Side note: think early about the end-game. You will feel like it’s ages away and feel shy about focussing on it but the quicker you get used to your idea, the better.

“I’ll Have The Full English, Please!”
Step Three: Conclude
Resilience training enjoys a reward. The big day came. I found myself literally trembling on the journey there and then actually crying in the park as I searched for a friendly face. I had a ludicrous flash of anger when my numbers didn’t stick on my wetsuit properly. What a diva.

My knees were weak as we stood on water’s edge, towered over by Christo’s painted barrels sculpture. I floundered for a good seven or eight minutes as I set off alongside hundreds of other women, my friends included.

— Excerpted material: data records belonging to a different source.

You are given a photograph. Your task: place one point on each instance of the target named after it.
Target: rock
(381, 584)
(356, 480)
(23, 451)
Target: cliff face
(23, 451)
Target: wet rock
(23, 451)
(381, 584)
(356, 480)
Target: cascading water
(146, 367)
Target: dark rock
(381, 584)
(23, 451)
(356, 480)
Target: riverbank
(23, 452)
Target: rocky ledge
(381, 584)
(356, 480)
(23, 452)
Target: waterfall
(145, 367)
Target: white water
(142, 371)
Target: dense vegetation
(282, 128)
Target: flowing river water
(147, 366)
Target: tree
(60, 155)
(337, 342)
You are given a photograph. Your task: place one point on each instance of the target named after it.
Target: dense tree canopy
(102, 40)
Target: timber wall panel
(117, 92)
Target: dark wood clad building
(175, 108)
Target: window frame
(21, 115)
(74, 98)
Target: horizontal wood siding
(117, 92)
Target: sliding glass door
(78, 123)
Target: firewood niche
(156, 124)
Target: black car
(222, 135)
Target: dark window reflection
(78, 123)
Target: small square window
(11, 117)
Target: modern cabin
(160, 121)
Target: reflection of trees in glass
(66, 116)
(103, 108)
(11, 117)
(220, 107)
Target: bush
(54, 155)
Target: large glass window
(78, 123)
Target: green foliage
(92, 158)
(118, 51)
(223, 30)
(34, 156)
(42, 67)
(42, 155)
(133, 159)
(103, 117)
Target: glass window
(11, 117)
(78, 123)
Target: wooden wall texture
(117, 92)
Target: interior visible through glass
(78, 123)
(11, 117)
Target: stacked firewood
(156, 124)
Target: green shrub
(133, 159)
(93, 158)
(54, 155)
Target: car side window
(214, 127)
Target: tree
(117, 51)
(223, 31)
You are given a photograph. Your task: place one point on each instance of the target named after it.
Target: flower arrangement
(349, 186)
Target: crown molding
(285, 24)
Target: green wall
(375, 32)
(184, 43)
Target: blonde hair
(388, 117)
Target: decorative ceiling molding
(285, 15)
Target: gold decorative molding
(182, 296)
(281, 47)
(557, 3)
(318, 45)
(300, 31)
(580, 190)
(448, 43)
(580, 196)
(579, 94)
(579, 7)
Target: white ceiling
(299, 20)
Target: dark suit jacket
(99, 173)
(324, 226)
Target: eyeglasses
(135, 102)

Gently, floundering gave way to a zen rhythm. By the time I got to the Pergola Café’s 500m mark I was in the zone. Back round on the other side of Christo’s red and pink oil-barrel sculpture and my mentor was suddenly next to me! We high-fived and she continued as I dropped my legs down and released air bubbles from my rubber boots. The feeling of being on the home straight 15 minutes later was bitter-sweet: I was euphoric about finishing but I also didn’t want to stop: I had totally found my happy place. I was a straggler in my wave but I finished in less than 50 minutes and staggered over to a hot tub to find my friends.

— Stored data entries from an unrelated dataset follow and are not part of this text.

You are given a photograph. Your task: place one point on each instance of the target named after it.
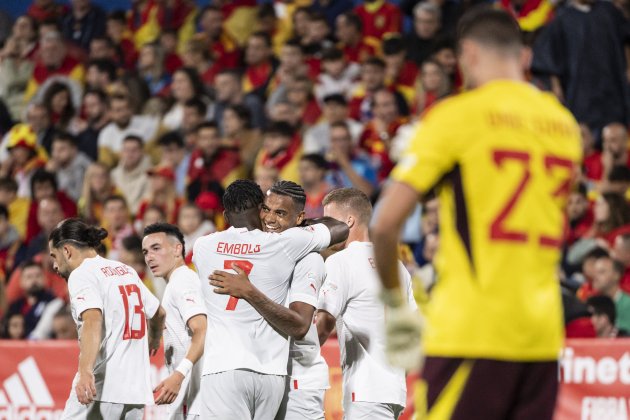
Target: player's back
(509, 152)
(239, 337)
(121, 369)
(351, 294)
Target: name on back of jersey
(232, 249)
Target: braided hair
(292, 190)
(242, 195)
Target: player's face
(159, 254)
(60, 262)
(278, 213)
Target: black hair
(494, 28)
(171, 138)
(316, 159)
(169, 230)
(78, 232)
(603, 305)
(292, 190)
(42, 176)
(242, 195)
(394, 44)
(199, 105)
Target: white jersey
(121, 370)
(307, 367)
(182, 300)
(240, 337)
(351, 294)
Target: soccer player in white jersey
(110, 306)
(308, 372)
(245, 357)
(349, 300)
(184, 337)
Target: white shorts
(241, 394)
(302, 404)
(360, 410)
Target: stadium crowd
(131, 117)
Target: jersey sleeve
(189, 297)
(431, 153)
(333, 296)
(84, 291)
(308, 277)
(298, 242)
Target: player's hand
(237, 285)
(169, 388)
(403, 328)
(85, 388)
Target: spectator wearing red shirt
(349, 31)
(379, 18)
(212, 167)
(222, 47)
(380, 130)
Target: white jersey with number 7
(238, 336)
(121, 370)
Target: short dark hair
(199, 105)
(292, 190)
(169, 230)
(316, 159)
(602, 305)
(78, 232)
(353, 200)
(491, 27)
(242, 195)
(171, 138)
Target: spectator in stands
(349, 31)
(337, 77)
(17, 206)
(151, 68)
(54, 60)
(260, 64)
(238, 134)
(380, 130)
(10, 243)
(130, 175)
(117, 221)
(124, 123)
(212, 166)
(608, 273)
(312, 169)
(69, 164)
(25, 157)
(162, 193)
(85, 22)
(349, 168)
(97, 186)
(586, 31)
(603, 317)
(193, 225)
(174, 154)
(281, 150)
(420, 41)
(335, 110)
(229, 91)
(95, 109)
(63, 327)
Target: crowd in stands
(130, 117)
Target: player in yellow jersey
(502, 157)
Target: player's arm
(169, 388)
(156, 326)
(293, 321)
(91, 335)
(325, 325)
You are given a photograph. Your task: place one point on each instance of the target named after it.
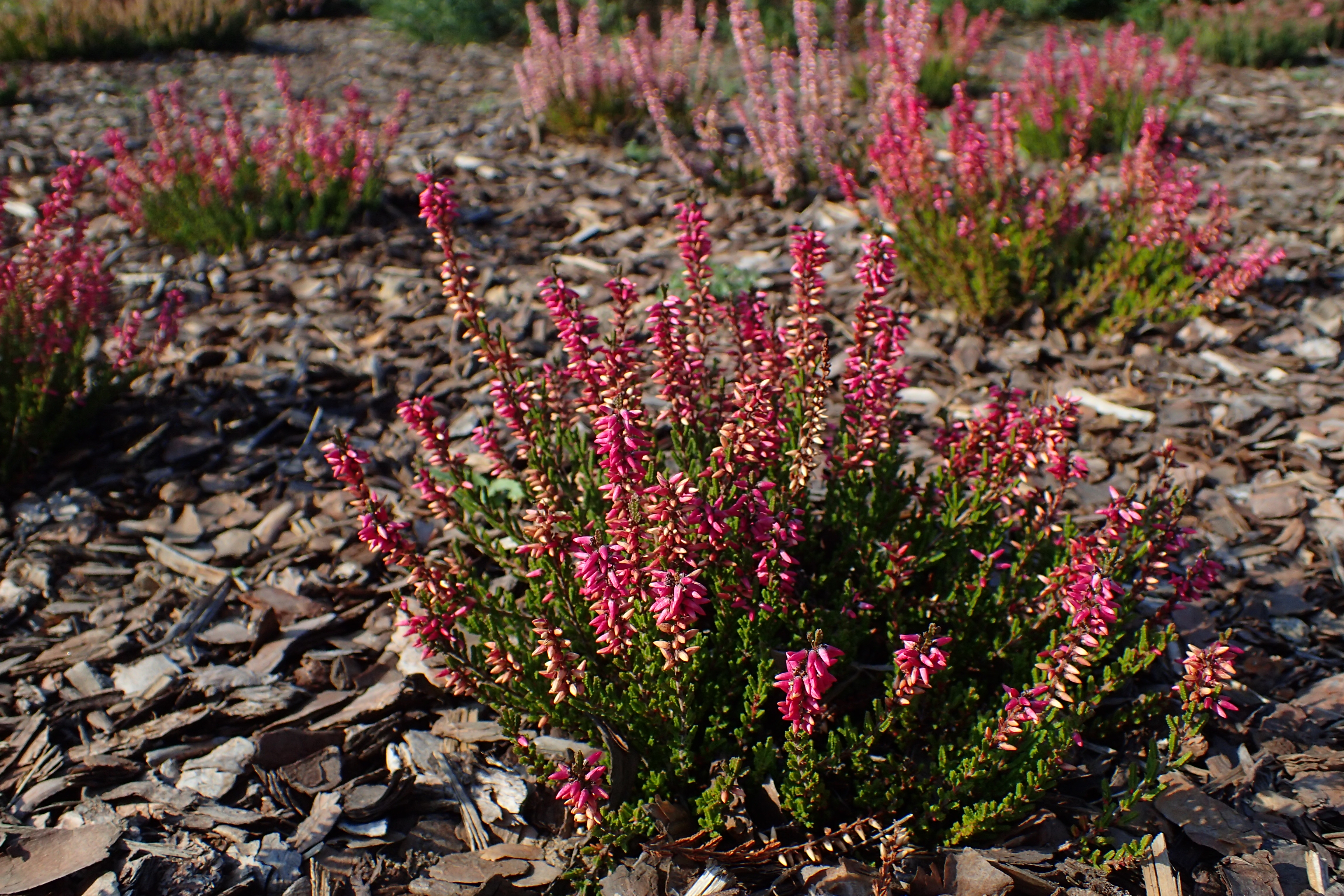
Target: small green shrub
(56, 318)
(218, 190)
(1119, 83)
(995, 240)
(1256, 34)
(454, 22)
(122, 29)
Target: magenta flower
(804, 683)
(582, 790)
(1206, 671)
(918, 660)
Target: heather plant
(1112, 85)
(704, 549)
(62, 356)
(221, 189)
(943, 57)
(582, 84)
(122, 29)
(1256, 33)
(995, 238)
(454, 22)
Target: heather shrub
(955, 39)
(715, 564)
(995, 238)
(221, 189)
(582, 84)
(796, 111)
(1256, 33)
(61, 355)
(454, 22)
(120, 29)
(1116, 84)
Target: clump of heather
(62, 354)
(796, 108)
(202, 187)
(994, 237)
(940, 48)
(1111, 87)
(718, 566)
(1256, 33)
(582, 84)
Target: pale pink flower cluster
(1206, 671)
(578, 65)
(1068, 88)
(565, 675)
(806, 679)
(581, 789)
(576, 62)
(185, 146)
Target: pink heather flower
(347, 463)
(806, 680)
(874, 377)
(1022, 708)
(1206, 671)
(566, 679)
(582, 790)
(918, 659)
(303, 152)
(679, 598)
(608, 582)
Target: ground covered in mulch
(202, 686)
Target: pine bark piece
(1159, 876)
(1205, 820)
(970, 874)
(46, 855)
(1250, 875)
(321, 821)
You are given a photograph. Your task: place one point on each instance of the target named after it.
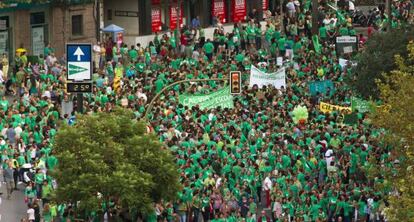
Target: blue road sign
(79, 61)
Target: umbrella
(113, 28)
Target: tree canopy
(377, 59)
(397, 92)
(108, 157)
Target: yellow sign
(327, 108)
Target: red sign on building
(239, 10)
(156, 19)
(265, 5)
(174, 14)
(219, 10)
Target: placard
(219, 10)
(38, 41)
(4, 36)
(156, 19)
(174, 14)
(239, 10)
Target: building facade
(33, 26)
(145, 17)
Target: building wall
(61, 26)
(130, 24)
(57, 27)
(22, 29)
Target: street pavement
(12, 210)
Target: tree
(397, 119)
(377, 59)
(109, 157)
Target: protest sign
(360, 105)
(279, 61)
(321, 87)
(351, 119)
(221, 98)
(259, 78)
(327, 108)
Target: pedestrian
(8, 177)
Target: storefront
(166, 14)
(5, 36)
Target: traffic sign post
(235, 82)
(79, 70)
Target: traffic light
(235, 82)
(117, 84)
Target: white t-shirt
(30, 214)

Lots of photos, a park stroll and a massive fry-up later and my sense of resilience was cemented. I’d managed my three months’ stress in a multitude of ways and I overcame. Achievable goal: achieved! Yup, humans need closure on stressful journeys. The relief from finishing the swim was immense.
Side note: ultimately, you’re on your own, kid. Get used to that.

Conclusion: So: for some satisfying resilience training, give yourselves a solid, achievable plan of action and then Commit, Continue and Conclude using all the tricks outlined above and a few of your own for good measure. Easy to say when you — like I did —manage to finish the job. But what if I hadn’t reached that happy ending to the story?

Well, I guess the door would still be open and I’d need to complete a similar challenge to feel like I’d cemented my sense of resilience. So I suppose that it’s a case of: If things haven’t ended how you wanted then it’s not yet the end.

Ultimately, I feel it’s all about keeping on topic and calmly gathering data until the challenge is won. I’m an improviser — I’m trained to stay flexible; to ‘hold on tightly, let go lightly’. I’m just relieved I (luckilynotluckily) found such satisfying closure in this three-month adventure. Thanks, improv mentor! Thanks, swim buddies! Thanks, supporters and donators! Thanks, me!

All of which achievable happy makes me ask… what’s next?